MDM Implementation Styles
There are four MDM implementation styles: Consolidation, Registry, Centralized, and Co-existence. The style that best suits your needs depends on the domains you want to involve in your MDM system.
The consolidation approach to MDM involves copying data from source applications into a central hub, where it is matched and merged. The hub creates golden records, which it makes available for distribution to downstream applications or direct consumption by business users and data stewards.
This approach provides added capability in the form of stewardship, which gives data stewards the ability to make data entries, deal with duplicates, and manage rejects. This is a great way to take centrally stored master data and use it for analysis and reporting.
The registry style of MDM is focused on identifying duplicates within data sets pulled from multiple source systems. The system cleans and standardizes the data, attaching a unique identifier to duplicate records. The MDM hub stores an index of this source data, keeping track of cross-references between matching source data.
Registry-style MDM is cost effective and doesn’t require much intrusion into source systems. However, it has higher latency and more limited capabilities than other MDM styles.

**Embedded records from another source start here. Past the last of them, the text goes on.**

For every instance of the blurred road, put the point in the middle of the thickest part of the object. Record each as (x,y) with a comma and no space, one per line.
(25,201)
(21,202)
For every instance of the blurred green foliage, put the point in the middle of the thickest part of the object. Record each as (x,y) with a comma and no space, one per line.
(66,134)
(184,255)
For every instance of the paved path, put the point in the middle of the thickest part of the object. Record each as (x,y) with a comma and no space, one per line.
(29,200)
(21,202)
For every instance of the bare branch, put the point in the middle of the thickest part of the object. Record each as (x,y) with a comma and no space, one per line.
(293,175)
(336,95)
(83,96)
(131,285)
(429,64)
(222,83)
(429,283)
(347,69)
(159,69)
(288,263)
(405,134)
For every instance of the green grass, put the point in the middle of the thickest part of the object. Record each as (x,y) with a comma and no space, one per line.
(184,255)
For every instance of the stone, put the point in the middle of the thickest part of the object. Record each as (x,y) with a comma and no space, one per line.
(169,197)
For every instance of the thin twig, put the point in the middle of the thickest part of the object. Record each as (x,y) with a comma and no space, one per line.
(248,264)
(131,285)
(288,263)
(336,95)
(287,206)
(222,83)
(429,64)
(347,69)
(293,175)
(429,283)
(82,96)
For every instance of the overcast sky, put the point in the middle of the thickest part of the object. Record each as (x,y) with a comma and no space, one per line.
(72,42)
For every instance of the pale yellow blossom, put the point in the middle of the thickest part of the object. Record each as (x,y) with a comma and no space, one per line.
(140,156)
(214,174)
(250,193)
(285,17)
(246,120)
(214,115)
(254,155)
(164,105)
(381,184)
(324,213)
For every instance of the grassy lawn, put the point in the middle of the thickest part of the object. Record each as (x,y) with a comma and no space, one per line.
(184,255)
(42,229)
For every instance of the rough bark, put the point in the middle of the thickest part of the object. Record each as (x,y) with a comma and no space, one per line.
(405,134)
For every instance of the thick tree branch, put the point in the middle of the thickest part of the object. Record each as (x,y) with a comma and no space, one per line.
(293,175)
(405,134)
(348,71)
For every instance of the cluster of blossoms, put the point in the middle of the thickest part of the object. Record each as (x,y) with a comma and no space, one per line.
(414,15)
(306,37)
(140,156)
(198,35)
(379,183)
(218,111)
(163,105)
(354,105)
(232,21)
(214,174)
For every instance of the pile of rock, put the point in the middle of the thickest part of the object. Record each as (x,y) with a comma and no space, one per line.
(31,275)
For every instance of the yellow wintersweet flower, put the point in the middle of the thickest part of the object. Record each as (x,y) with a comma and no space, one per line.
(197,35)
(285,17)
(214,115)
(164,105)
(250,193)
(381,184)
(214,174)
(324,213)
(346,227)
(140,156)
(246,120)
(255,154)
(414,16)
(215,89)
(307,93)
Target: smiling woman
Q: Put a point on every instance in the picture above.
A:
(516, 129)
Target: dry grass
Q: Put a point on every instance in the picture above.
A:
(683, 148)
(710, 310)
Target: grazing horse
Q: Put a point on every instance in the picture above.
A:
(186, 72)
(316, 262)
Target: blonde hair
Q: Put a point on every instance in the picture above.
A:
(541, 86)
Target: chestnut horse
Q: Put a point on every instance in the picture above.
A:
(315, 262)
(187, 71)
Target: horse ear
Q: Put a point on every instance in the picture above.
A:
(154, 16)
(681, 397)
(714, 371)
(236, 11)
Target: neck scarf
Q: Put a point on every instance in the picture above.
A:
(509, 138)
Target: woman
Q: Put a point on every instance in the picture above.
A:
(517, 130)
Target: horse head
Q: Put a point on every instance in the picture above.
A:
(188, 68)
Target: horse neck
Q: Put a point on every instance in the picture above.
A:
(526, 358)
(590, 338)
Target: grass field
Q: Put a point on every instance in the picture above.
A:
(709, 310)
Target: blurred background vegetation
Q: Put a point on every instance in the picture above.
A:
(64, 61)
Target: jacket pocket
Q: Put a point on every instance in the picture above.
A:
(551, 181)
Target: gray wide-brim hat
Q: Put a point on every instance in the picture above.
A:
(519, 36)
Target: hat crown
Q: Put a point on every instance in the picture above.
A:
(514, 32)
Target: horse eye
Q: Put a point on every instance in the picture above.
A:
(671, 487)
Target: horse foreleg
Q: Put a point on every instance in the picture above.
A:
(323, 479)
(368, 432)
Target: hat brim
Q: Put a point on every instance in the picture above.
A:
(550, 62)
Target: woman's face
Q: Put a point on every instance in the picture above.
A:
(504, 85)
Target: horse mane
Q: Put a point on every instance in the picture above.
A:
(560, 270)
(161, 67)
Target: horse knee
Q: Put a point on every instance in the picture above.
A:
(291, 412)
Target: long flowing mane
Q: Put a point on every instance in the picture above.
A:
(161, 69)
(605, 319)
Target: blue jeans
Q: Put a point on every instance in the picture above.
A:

The centralized, or transactional, MDM style guarantees the highest-quality data, but it’s also the most intrusive and time-intensive. In this type of system, all systems must constantly connect to the data hub for any updates to their master data, which can disrupt existing business and technical processes.
The coexistence style of MDM is the gold standard for large-scale data distribution models. It creates a consolidated data hub that then feeds updated records back to sources. This provides real-time updates in both the master data and the source systems.
The most significant benefit of this style is that it allows data creation on multiple systems. However, it is complicated to deploy and keep secure, and it requires constant data cleaning.